37

I would like to store a group of objects in a hashmap , where the key shall be a composite of two string values. is there a way to achieve this?

i can simply concatenate the two strings , but im sure there is a better way to do this.

user1203861
  • 1,177
  • 3
  • 15
  • 19

9 Answers9

57

You could have a custom object containing the two strings:

class StringKey {
    private String str1;
    private String str2;
}

Problem is, you need to determine the equality test and the hash code for two such objects.

Equality could be the match on both strings and the hashcode could be the hashcode of the concatenated members (this is debatable):

class StringKey {
    private String str1;
    private String str2;

    @Override
    public boolean equals(Object obj) {
        if(obj != null && obj instanceof StringKey) {
            StringKey s = (StringKey)obj;
            return str1.equals(s.str1) && str2.equals(s.str2);
        }
        return false;
    }

    @Override
    public int hashCode() {
        return (str1 + str2).hashCode();
    }
}
Tudor
  • 61,523
  • 12
  • 102
  • 142
  • 2
    Are there any problems due to the hashcodes for ABC,D and AB,CD being the same? Or does the equals being different resolve that? – Scott McIntyre Feb 21 '13 at 16:55
  • 1
    @smackfu: That depends. It would only be a problem if you have many such pairs of strings, because they will hash to the same slot in the table and make lookups less efficient. – Tudor Feb 21 '13 at 18:52
  • @Tudor can you think of any advantage that this solution has over the solution presented by EdgeCase which basically just concatenates the two strings separated by a tilde character? – Zak May 22 '13 at 10:09
  • 1
    @Zak: Well the only difference is that I'm using the two strings concatenated and he's using a tilde between them. His version should do a better job at spreading around pairs of strings that would otherwise give the same result when concatenated. Anyway, I was just giving an example of how to produce the hashcode, I did not aim to make it efficient. – Tudor May 22 '13 at 13:07
  • @Tudor, you don't need obj != null with instanceOf operator, Cheers! – bgs Oct 21 '13 at 17:36
  • The requirement on hashCode is that it is stable (multiple calls obtain the same value in the lifetime of the receiver), and that equal objects have the same hashCode value. Having the same hash values for unequal objects (for example, hash( {"a", "aa"} ) == hash( {"aa", "a"} ) ) impacts the efficiency of the hash tables. Operations on unequal objects that have the same hash value lose the performance benefits of hash tables. What will matter is the proportion of such objects. – Thomas Bitonti Sep 10 '18 at 15:21
  • 1
    i would also prefer defining the variables as `final`. Ensures immutability in case of strings. – unknownerror Sep 18 '19 at 12:49
18

You don't need to reinvent the wheel. Simply use the Guava's HashBasedTable<R,C,V> implementation of Table<R,C,V> interface, for your need. Here is an example

Table<String, String, Integer> table = HashBasedTable.create();

table.put("key-1", "lock-1", 50);
table.put("lock-1", "key-1", 100);

System.out.println(table.get("key-1", "lock-1")); //prints 50
System.out.println(table.get("lock-1", "key-1")); //prints 100

table.put("key-1", "lock-1", 150); //replaces 50 with 150
Zoe
  • 27,060
  • 21
  • 118
  • 148
TMtech
  • 1,076
  • 10
  • 14
11
public int hashCode() {
    return (str1 + str2).hashCode();
}

This seems to be a terrible way to generate the hashCode: Creating a new string instance every time the hash code is computed is terrible! (Even generating the string instance once and caching the result is poor practice.)

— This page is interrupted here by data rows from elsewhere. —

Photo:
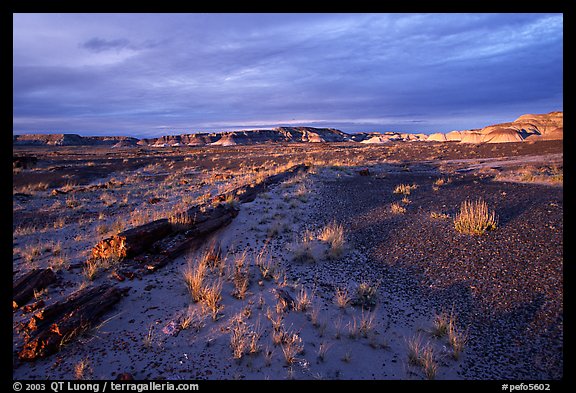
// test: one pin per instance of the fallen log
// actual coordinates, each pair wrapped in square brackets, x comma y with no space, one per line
[170,236]
[248,193]
[133,241]
[58,324]
[24,287]
[210,221]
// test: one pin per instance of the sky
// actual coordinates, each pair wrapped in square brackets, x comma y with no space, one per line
[147,75]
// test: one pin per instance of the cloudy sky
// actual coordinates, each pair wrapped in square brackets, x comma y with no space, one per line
[153,74]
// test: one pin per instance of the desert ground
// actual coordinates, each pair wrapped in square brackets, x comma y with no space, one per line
[351,269]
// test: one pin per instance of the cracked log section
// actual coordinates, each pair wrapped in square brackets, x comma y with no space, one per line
[57,324]
[154,244]
[24,287]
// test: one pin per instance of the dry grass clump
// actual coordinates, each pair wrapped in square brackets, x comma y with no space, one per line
[212,295]
[405,189]
[323,350]
[241,276]
[180,220]
[82,369]
[396,208]
[439,215]
[333,234]
[475,218]
[428,363]
[442,181]
[194,275]
[303,300]
[239,337]
[292,346]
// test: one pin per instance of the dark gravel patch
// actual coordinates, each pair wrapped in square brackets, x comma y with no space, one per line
[506,286]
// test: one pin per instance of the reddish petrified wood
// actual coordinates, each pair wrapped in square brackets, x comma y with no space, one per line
[24,287]
[61,322]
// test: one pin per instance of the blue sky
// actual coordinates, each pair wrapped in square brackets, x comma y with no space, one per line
[153,74]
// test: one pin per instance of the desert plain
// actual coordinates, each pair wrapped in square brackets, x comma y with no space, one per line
[350,267]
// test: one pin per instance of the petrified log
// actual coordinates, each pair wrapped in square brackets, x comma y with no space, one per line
[24,287]
[61,322]
[204,224]
[163,238]
[248,193]
[132,241]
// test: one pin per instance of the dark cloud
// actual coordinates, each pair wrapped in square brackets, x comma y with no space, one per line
[409,72]
[96,44]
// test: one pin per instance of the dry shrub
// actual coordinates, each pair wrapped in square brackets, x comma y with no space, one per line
[405,189]
[194,275]
[396,208]
[333,234]
[475,218]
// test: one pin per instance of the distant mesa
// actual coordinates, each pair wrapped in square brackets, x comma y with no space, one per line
[72,140]
[531,127]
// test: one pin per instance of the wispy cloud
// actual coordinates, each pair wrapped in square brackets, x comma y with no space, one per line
[85,72]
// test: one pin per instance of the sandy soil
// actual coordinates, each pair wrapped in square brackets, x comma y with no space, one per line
[503,288]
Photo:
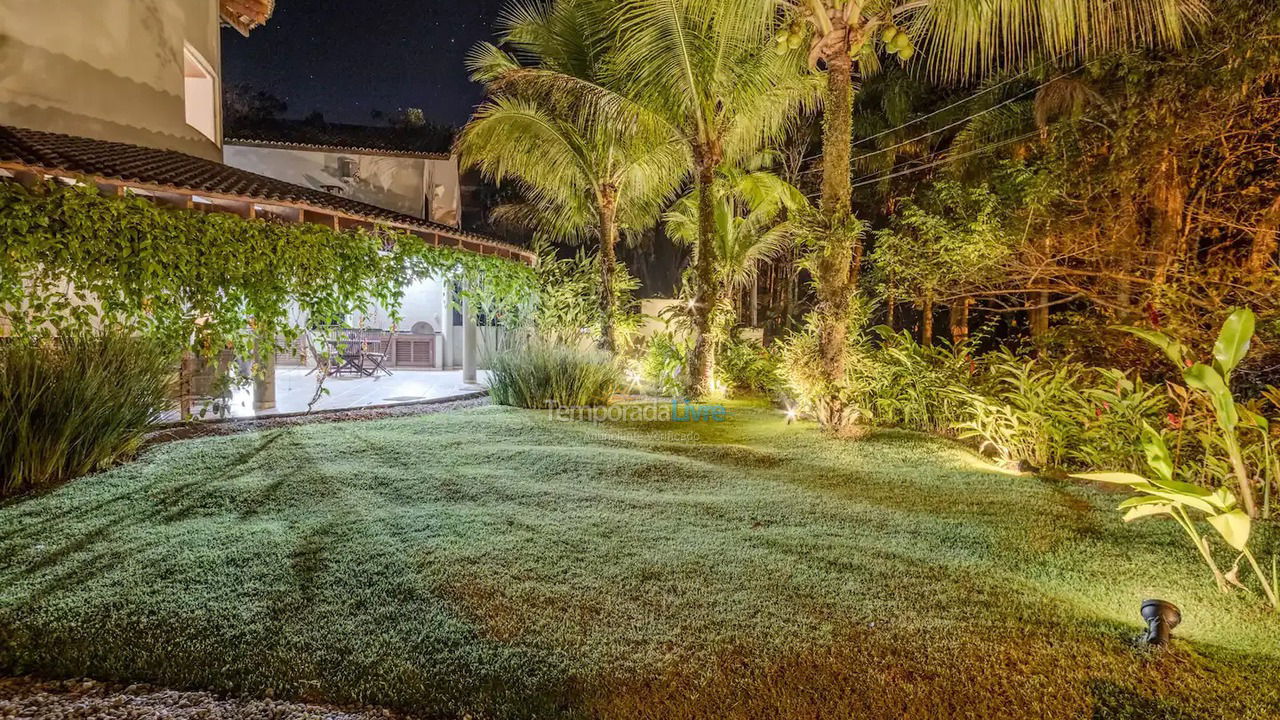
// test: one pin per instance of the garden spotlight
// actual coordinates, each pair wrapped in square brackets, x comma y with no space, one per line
[1161,619]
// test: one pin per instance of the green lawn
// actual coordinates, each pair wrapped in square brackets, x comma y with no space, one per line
[501,563]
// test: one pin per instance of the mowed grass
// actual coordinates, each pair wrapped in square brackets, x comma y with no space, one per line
[503,564]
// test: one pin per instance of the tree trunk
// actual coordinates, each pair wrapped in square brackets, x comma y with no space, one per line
[702,359]
[1266,240]
[836,270]
[755,300]
[1168,201]
[926,322]
[1037,314]
[608,209]
[960,320]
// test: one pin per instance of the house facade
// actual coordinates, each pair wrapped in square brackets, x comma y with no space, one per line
[142,72]
[394,168]
[127,95]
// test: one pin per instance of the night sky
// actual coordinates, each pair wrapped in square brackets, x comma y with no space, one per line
[347,58]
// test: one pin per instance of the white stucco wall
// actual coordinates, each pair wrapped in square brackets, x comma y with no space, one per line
[108,69]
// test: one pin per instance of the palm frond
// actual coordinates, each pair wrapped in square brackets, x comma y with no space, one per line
[967,39]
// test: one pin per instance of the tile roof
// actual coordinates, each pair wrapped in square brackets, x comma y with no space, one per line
[428,141]
[167,169]
[246,14]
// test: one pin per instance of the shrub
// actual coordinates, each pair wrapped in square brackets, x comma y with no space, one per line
[540,373]
[663,364]
[745,365]
[77,404]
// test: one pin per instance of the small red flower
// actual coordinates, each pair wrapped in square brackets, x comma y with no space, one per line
[1152,315]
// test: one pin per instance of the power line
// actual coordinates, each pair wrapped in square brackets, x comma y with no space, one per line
[873,178]
[961,121]
[961,101]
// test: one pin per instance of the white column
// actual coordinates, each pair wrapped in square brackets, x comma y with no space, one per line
[264,384]
[469,343]
[446,328]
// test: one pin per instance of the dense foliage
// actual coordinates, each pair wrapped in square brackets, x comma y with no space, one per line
[77,404]
[568,302]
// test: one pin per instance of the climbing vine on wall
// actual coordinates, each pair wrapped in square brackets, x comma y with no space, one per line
[72,258]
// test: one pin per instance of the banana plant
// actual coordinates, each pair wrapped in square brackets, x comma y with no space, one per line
[1162,495]
[1214,382]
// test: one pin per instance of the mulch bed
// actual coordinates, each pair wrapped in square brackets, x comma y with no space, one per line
[73,700]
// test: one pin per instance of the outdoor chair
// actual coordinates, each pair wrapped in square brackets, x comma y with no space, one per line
[375,355]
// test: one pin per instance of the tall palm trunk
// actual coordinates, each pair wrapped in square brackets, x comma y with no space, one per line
[959,318]
[927,322]
[608,210]
[702,360]
[836,272]
[1168,201]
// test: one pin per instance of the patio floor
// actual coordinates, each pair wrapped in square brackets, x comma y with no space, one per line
[295,390]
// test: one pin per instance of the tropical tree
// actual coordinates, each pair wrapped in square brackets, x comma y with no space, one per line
[959,39]
[746,205]
[708,69]
[583,176]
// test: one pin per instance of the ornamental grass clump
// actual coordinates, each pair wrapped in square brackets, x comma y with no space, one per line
[539,374]
[77,404]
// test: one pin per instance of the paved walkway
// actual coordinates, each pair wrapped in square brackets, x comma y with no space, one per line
[295,390]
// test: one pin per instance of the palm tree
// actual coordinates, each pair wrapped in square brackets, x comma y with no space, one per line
[746,205]
[708,69]
[960,39]
[581,174]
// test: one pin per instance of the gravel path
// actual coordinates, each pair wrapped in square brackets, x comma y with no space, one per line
[250,424]
[77,700]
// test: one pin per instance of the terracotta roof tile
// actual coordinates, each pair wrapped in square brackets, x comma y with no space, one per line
[71,154]
[428,141]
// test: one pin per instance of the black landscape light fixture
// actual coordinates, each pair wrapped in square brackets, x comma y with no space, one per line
[1161,619]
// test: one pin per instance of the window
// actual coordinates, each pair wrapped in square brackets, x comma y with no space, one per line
[200,90]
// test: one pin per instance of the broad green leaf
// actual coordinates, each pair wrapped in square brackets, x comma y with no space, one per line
[1208,381]
[1183,488]
[1184,499]
[1159,458]
[1205,378]
[1173,349]
[1114,478]
[1234,527]
[1233,341]
[1147,510]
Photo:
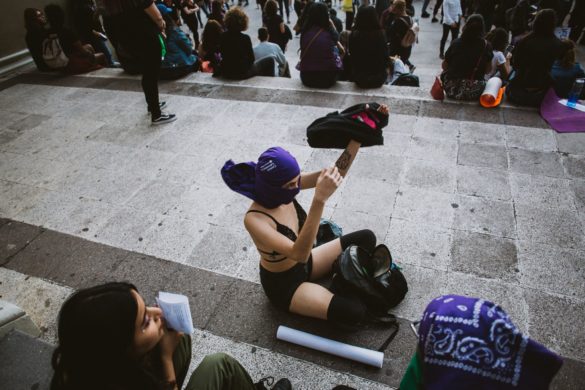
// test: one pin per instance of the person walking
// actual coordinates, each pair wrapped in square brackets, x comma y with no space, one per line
[137,25]
[451,20]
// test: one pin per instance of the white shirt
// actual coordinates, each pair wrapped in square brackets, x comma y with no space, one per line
[451,11]
[265,49]
[497,60]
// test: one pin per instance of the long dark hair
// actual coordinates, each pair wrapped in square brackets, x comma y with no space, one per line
[317,16]
[96,335]
[55,15]
[474,29]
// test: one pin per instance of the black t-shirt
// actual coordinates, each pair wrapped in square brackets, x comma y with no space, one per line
[463,57]
[369,52]
[533,59]
[237,55]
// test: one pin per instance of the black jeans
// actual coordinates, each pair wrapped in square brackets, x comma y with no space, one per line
[323,79]
[454,35]
[284,4]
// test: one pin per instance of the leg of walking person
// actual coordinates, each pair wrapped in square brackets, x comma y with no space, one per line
[218,372]
[424,13]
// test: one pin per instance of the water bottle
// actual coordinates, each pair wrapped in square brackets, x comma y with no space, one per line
[575,93]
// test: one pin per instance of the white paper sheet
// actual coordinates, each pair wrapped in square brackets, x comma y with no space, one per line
[579,107]
[362,355]
[176,311]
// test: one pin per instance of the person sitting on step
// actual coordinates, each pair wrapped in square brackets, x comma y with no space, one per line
[284,233]
[109,339]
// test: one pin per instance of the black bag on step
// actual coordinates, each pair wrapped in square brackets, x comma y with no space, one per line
[371,277]
[336,129]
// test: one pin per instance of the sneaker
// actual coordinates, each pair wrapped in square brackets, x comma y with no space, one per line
[164,118]
[282,384]
[161,105]
[263,383]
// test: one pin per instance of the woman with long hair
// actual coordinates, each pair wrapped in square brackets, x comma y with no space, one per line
[499,39]
[533,59]
[284,233]
[368,49]
[320,62]
[396,23]
[108,339]
[467,61]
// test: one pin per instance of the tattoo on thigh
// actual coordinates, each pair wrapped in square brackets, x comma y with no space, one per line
[343,160]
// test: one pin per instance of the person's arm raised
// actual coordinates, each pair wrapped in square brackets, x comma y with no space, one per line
[269,239]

There are a lot of suggestions here:

How do I calculate a good hash code for a list of strings?

public int hashCode() {
    final int prime = 31;
    int result = 1;
    for ( String s : strings ) {
        result = result * prime + s.hashCode();
    }
    return result;
}

For a pair of strings, that becomes:

return string1.hashCode() * 31 + string2.hashCode();

That is a very basic implementation. Lots of advice through the link to suggest better tuned strategies.

Community
  • 1
  • 1
Thomas Bitonti
  • 1,179
  • 7
  • 14
  • 1
    "a new string instance every time the hash code is computed" - hahaha, well spotted! – mike rodent Dec 10 '16 at 14:22
  • does it make any difference if the hashcode is calculated by XOR instead of `*` and `+`, since the String hashCode uses most bits in the hashcode anyway? – SOFe Sep 07 '18 at 10:09
  • XOR and other bitwise operators are faster than multiplication and addition. Whether the difference is significant in the example depends on the implementation of String.hashCode(). Also, one should be extra careful to make sure the new implementation has good properties as a hash function. – Thomas Bitonti Sep 10 '18 at 15:14
8

Why not create a (say) Pair object, which contains the two strings as members, and then use this as the key ?

e.g.

public class Pair {
   private final String str1;
   private final String str2;

   // this object should be immutable to reliably perform subsequent lookups
}

Don't forget about equals() and hashCode(). See this blog entry for more on HashMaps and keys, including a background on the immutability requirements. If your key isn't immutable, then you can change its components and a subsequent lookup will fail to locate it (this is why immutable objects such as String are good candidates for a key)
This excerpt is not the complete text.